West Texas Intermediate (WTI) Crude Oil prices dropped 2.5% on Monday, marking a weak start to the trading week following the Organization of the Petroleum Exporting Countries’ (OPEC) announcement of a tentative plan to increase global oil production. The decision, aimed at balancing supply with rising global demand, raised concerns about oversupply, pressuring oil prices to fresh multi-week lows.
OPEC’s Production Strategy
OPEC’s latest statement signals a “gradual and flexible” increase in voluntary production caps starting in April, contingent on favorable global economic conditions and rising oil demand. However, the cartel emphasized its right to pause or reverse the decision if market fundamentals deteriorate.

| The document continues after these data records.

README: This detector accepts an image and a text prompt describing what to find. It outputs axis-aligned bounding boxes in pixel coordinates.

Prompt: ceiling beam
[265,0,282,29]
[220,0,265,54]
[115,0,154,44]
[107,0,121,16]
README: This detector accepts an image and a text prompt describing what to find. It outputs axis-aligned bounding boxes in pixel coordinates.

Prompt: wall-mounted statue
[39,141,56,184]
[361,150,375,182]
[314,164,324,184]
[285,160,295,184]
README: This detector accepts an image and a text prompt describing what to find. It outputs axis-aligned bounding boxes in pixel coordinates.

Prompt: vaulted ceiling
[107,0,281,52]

Despite OPEC’s coordinated approach, internal divisions among member states could complicate the plan. Historically, some OPEC countries have prioritized selling more crude oil to meet budgetary needs, while others prefer to maintain low output to support higher prices.

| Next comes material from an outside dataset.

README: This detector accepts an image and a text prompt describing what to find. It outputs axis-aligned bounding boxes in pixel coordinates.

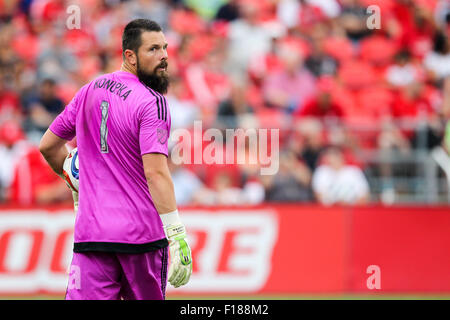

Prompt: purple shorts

The move comes amid pressure from U.S. President Donald Trump, who has consistently advocated for lower oil prices as part of his economic agenda.
WTI Price Performance
Monday’s sell-off pushed WTI crude futures to a fresh 12-week low of $68.25 per barrel, extending the commodity’s losing streak to six consecutive weeks. The bearish momentum follows a rejection from the 50-day Exponential Moving Average (EMA) near $71.50, with prices now well below the 200-day EMA at $73.00—a key technical indicator.
Market Outlook
WTI remains vulnerable to further declines if the oversupply narrative gains traction. The next support level stands at $67.50, with a break below potentially opening the door to $65.00. However, any signs of stronger global demand or supply disruptions could offer a temporary reprieve.
Investors will be closely monitoring global economic data and geopolitical developments for further cues on OPEC’s production policy and the broader demand outlook.